Getting cluster topology

Your SDK will be responsible for storing keys on particular nodes; therefore your SDK needs to be able to retrieve current cluster topology. The way that Couchbase Server stores all addresses for existing keys in a cluster is by providing a vBucket map. Your SDK will need to request a vBucket map from Couchbase Server and maintain an open connection for streaming updates from the server. Couchbase Server will provide vBucket maps and updates as JSON. To create and maintain such a connection, you can do a REST request from your SDK, and Couchbase Server will send an initial vBucket Map and stream updates as needed.

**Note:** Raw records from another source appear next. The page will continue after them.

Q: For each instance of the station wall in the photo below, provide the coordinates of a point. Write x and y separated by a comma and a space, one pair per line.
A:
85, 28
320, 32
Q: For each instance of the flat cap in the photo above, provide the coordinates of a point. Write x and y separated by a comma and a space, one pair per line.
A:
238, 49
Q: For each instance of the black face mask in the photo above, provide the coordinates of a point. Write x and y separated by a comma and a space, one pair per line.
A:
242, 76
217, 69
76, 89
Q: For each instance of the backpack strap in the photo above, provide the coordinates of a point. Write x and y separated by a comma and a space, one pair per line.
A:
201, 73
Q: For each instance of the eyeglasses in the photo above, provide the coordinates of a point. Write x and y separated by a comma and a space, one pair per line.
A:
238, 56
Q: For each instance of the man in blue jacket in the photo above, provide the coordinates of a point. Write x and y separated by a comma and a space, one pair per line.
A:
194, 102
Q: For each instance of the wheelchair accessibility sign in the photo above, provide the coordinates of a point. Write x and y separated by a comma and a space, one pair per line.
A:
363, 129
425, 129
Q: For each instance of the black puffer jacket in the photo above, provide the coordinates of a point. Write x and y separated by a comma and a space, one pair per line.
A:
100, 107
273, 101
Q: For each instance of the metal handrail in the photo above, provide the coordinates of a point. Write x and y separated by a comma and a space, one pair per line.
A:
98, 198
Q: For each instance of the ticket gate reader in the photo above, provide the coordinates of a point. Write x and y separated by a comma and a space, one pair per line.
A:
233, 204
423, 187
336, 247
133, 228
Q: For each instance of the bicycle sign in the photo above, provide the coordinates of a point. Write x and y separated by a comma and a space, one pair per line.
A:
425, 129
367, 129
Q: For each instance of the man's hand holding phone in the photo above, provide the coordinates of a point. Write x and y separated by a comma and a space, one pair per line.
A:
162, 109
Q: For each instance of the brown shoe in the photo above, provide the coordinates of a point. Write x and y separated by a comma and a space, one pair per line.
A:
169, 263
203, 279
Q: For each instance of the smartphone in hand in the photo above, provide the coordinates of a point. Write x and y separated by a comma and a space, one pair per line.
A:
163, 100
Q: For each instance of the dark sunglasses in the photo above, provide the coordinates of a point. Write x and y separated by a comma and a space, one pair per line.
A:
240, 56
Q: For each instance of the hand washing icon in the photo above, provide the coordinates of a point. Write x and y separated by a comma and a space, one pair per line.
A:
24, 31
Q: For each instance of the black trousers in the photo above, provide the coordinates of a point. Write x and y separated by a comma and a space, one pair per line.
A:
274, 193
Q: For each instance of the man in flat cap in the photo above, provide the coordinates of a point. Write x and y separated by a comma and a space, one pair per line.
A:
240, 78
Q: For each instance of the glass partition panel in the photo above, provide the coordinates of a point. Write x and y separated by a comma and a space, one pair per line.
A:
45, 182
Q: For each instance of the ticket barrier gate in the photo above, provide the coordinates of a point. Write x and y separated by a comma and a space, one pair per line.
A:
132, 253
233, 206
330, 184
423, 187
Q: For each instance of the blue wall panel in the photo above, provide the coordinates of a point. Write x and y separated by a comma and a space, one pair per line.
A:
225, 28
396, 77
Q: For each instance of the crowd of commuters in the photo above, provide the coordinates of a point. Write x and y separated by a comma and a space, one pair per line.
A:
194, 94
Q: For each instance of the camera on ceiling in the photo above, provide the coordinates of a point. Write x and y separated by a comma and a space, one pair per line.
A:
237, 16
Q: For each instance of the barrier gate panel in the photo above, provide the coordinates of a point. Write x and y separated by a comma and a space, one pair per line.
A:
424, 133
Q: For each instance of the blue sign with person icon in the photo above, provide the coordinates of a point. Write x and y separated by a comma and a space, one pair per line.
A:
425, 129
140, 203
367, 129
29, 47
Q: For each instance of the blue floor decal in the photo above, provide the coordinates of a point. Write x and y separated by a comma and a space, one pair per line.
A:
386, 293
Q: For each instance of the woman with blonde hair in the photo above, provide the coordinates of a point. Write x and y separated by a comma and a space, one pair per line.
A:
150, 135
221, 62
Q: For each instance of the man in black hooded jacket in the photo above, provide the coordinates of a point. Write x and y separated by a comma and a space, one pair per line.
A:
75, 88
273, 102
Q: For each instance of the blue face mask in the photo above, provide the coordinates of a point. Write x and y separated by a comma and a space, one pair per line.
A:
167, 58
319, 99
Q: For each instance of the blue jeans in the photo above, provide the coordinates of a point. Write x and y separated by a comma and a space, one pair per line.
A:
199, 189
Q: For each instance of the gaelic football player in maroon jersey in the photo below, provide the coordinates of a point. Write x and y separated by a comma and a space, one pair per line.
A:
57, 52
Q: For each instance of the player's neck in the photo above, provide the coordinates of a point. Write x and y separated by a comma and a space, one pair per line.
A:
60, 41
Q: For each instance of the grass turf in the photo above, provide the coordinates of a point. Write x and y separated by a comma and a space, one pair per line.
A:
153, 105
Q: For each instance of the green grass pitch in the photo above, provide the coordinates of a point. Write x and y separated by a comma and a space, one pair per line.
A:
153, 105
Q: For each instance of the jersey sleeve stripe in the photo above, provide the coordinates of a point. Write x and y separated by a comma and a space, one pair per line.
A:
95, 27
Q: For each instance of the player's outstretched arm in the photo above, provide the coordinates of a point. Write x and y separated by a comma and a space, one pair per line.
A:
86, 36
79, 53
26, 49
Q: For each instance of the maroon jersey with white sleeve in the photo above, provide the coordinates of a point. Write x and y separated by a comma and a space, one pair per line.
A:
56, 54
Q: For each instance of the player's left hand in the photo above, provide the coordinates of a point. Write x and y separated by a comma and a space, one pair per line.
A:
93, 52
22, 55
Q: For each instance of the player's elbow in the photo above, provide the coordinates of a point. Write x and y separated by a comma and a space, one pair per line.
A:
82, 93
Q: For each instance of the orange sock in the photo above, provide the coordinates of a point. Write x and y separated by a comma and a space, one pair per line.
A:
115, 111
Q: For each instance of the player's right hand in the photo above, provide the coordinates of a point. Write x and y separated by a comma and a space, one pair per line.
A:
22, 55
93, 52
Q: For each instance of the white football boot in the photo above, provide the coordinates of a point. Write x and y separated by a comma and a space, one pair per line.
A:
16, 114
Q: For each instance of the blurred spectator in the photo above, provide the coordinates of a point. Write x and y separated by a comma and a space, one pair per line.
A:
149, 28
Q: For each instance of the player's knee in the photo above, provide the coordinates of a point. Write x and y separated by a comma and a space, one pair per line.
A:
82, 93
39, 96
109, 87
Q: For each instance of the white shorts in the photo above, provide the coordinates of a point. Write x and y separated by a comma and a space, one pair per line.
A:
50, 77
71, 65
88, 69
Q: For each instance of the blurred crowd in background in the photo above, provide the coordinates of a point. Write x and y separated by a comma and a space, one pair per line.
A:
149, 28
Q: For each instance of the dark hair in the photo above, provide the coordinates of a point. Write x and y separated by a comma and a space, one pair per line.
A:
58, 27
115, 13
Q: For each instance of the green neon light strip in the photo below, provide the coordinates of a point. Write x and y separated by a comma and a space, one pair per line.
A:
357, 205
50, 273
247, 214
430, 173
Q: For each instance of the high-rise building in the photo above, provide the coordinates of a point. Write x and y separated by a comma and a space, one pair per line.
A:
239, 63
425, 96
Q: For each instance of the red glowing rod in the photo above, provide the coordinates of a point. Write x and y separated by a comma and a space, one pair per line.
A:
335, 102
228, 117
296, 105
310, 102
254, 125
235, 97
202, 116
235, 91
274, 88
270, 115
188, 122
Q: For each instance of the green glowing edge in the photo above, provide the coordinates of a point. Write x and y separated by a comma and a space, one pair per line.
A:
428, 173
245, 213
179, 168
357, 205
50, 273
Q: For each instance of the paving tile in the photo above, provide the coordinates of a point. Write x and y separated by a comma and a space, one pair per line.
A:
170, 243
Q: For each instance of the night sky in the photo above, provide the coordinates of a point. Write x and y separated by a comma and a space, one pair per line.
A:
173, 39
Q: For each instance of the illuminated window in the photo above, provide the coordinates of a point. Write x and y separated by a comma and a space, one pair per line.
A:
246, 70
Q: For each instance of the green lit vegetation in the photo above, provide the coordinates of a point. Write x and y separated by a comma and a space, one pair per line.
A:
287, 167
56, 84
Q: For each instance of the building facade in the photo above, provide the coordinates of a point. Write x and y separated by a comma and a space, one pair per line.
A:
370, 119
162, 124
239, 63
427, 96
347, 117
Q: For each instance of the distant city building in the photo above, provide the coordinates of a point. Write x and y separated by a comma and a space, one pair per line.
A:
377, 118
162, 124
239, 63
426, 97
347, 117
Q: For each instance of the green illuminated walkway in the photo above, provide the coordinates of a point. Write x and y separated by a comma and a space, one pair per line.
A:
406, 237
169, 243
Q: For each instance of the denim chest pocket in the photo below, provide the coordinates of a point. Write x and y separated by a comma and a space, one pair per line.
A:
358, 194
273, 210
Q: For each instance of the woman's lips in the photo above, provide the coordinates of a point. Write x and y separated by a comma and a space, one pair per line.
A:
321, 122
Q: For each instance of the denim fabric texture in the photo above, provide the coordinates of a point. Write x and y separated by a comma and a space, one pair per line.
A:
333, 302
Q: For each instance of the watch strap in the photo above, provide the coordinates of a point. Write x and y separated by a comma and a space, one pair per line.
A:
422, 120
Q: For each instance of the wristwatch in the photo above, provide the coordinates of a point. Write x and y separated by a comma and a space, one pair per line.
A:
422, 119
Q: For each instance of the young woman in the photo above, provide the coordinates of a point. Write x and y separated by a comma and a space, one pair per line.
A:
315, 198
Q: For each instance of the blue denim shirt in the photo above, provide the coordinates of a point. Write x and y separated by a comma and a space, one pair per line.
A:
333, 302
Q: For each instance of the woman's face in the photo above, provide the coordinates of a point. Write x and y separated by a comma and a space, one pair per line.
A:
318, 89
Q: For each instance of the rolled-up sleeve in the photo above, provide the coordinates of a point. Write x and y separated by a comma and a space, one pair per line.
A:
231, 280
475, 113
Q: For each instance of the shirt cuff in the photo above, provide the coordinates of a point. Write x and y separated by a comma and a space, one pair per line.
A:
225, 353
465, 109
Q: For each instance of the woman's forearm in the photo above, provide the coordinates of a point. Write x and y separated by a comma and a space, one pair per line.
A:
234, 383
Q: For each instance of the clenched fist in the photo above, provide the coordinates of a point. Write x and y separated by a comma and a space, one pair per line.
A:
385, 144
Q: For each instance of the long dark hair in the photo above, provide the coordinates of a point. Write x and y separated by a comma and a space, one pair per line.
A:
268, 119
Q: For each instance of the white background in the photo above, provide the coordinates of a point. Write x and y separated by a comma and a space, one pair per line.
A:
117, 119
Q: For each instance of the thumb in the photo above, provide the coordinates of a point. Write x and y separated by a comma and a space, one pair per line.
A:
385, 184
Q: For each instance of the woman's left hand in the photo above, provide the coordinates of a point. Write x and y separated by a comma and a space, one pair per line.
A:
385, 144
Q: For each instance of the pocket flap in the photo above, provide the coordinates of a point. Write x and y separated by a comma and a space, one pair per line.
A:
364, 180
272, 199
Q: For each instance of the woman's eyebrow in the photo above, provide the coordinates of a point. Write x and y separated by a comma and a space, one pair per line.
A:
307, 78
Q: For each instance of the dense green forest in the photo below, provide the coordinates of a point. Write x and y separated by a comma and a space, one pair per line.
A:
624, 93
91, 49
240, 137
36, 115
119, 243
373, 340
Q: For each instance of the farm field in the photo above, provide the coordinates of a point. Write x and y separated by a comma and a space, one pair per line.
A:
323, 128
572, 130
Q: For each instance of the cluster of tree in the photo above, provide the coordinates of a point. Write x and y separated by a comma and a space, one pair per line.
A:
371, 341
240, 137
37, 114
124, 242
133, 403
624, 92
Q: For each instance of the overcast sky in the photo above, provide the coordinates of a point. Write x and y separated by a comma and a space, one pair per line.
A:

You should provide the appropriate REST endpoints to your SDK as some initial configuration parameter specified in a developer’s application. The client application should bootstrap the REST/JSON information by building URLs discovered from a standard base URL. After following the bootstrapping sequence and retrieving the URL for vBucket maps, your client library will have a REST/JSON URL that appears as follows:

http://HOST:PORT/pools/default/bucketsStreaming/BUCKET_NAME

For example:

http://couchbase1:8091/pools/default/bucketsStreaming/default

The following is an example response from that URL, in JSON:

{
    "name" : "default",
    "bucketType" : "couchbase",
...
    "vBucketServerMap" : {
        "hashAlgorithm" : "CRC",
        "numReplicas" : 1,
        "serverList" : ["10.1.2.14:11210"],
        "vBucketMap" : [[0,-1],[0,-1],[0,-1],[0,-1],[0,-1] : ]
   }
}

The REST/JSON URLs might be under HTTP Basic Auth authentication control, so the client application may also have to provide (optional) user/password information to the your client library so that the proper HTTP/REST request can be made.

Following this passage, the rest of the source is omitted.